Released in September 1999, Breaking Down to Three contains 10 of those songs. They are entirely original compositions, most of them autobiograpical in a way that a novelist might include slices of his own life to give his tale authenticity and believability. When he took these songs into the studio, Moore gathered a crew of Iowans around him to produce and record the backings. "Nothing against non-Iowans," he said. "I just think it really felt right. These are all the people I've been playing with. They all have families, most of them have kids; even the person who did the photographs (Sandy Dyas) is local. It kind of solidified in that direction when Bo Ramsey and I began to work together." Ramsey, also an Iowan, has toured extensively with Greg Brown and Lucinda Williams' band; he's also produced several of Brown's recordings.

"I was pretty confused about how to proceed," Moore said. "Not just in deciding on this group of songs but how to go about it. Bo was a big help with that. I couldn't say enough about the support I got from this group who played on it [Rick Cicalo on bass, Steve Hayes on drums, and David Zollo on piano] and the support from Bo as a producer. There were many times in pre-production, and during the sessions, when I was just real glad these guys were all my friends."

With music, musicians, and producer chosen, and studio time booked, all should have been smooth sailing. Yet, the first day they were scheduled to record, Ramsey woke up with a herniated disc. The day was lost, and Moore began to think, "Well, I guess I wasn't supposed to make a record in '94, and I guess I'm not supposed to make one now.

"Bo decided we should go forward and do it. We all got out of our separate rooms and hunkered down together. We just really only had the one day when the band was there, and we had to let it fly. We had the tunes arranged pretty well. The first day we were going to start with 'Let's Take Our Time and Do It Right' because that made sense as a first song. But by the second day, when we actually got going, we started out with 'Magic Dust' because it was pretty clear we were going to need some magic to get through this. The drummer said it was like starting 20 points behind in a basketball game, and we really had to pull together to pull it off."

In the song "All the Time in the World," Moore explores the concept that we don't always have all the time in the world to live our lives, and no one knows that ahead of time. It was a particularly personal song in its approach, for Moore to include on this CD, but its message crosses all human boundaries.

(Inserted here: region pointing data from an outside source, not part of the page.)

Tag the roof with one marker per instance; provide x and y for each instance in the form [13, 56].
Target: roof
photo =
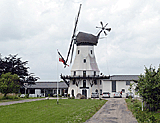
[48, 85]
[123, 77]
[86, 39]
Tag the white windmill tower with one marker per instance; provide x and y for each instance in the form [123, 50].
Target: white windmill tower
[84, 78]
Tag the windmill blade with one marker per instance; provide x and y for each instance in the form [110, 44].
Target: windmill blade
[106, 25]
[73, 33]
[105, 33]
[101, 23]
[98, 27]
[72, 53]
[108, 29]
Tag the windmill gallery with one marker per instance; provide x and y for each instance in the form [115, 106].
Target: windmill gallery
[85, 75]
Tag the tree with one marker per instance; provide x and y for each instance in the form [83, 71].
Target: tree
[15, 65]
[9, 83]
[149, 87]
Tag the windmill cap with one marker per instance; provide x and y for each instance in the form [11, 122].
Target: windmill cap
[86, 39]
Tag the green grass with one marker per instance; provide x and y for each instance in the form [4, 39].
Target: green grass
[15, 98]
[135, 106]
[67, 111]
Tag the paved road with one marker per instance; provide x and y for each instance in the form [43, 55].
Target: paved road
[27, 100]
[114, 111]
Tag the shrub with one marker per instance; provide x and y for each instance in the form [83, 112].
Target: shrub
[26, 96]
[19, 94]
[59, 95]
[73, 97]
[15, 97]
[68, 95]
[82, 97]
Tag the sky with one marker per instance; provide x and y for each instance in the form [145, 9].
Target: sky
[35, 29]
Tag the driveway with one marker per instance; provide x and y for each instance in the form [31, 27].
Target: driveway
[114, 111]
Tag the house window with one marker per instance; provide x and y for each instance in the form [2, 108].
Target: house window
[91, 51]
[74, 73]
[100, 91]
[113, 86]
[123, 90]
[84, 73]
[95, 82]
[127, 82]
[84, 83]
[72, 93]
[73, 82]
[100, 82]
[94, 73]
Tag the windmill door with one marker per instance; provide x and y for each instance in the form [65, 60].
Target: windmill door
[84, 92]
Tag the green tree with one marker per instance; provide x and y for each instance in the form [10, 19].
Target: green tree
[149, 87]
[9, 83]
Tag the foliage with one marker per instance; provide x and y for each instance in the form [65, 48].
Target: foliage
[68, 111]
[135, 107]
[148, 87]
[26, 96]
[15, 65]
[9, 84]
[82, 97]
[59, 95]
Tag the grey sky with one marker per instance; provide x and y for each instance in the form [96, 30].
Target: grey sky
[36, 29]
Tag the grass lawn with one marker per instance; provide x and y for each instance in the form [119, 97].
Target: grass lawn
[67, 111]
[135, 106]
[12, 98]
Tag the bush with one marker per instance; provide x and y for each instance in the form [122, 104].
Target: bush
[15, 97]
[82, 97]
[68, 95]
[59, 95]
[19, 94]
[26, 96]
[73, 97]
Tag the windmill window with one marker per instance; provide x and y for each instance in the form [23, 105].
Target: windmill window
[84, 83]
[91, 51]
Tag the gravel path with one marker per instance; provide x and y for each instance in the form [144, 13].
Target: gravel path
[114, 111]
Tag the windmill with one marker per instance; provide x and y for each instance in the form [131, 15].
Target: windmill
[82, 39]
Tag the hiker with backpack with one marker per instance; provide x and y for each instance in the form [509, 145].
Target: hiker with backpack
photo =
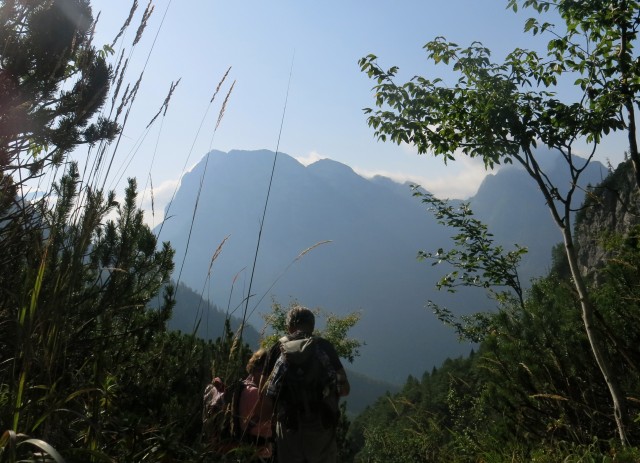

Some of the songs on Breaking Down to Three had to have been difficult for Moore to record. He agrees that they were, not just for him, but for all the musicians. "A lot of the songs, I think, really hit them, and they brought a lot of commitment to it. I think you can hear it on the record — at least I can. I don't know what other people are going to think as to whether it's a good album, but it carries a certain spirit to it. Maybe I'm just romanticizing the session itself, but for me, it was almost as important what we went through to make the record as what ended up being the record. The session itself almost reflected the path the songs took."

The final test of the strength of this recording and the songs themselves might just be whether they can be performed live. "It's interesting because when I was in pre-production, I looked at these songs, and I said to my wife a number of times, 'I don't know if I'm ever going to want to sing half of these songs.' But I have been doing them. Part of the reason is that some of the song performances that we did on the album are so unlike what we thought they would be. 'Midnight,' in a way, was so unlike what I thought it would be, I almost had to relearn it. Other songs are emotionally kind of moving to me. I decided that, when I feel like doing them, I'm going to do them. So far, I've been performing them all."

Breaking Down to Three carries the same indomitable American spirit as Steinbeck's Grapes of Wrath or Sally Field holding up the handmade "Union" sign in the film Norma Rae. Dave Moore may have started out without any knowledge of the history of American music, but he's learning fast and creating a history of his own through his original songs, populated by and set in the breadbasket of America.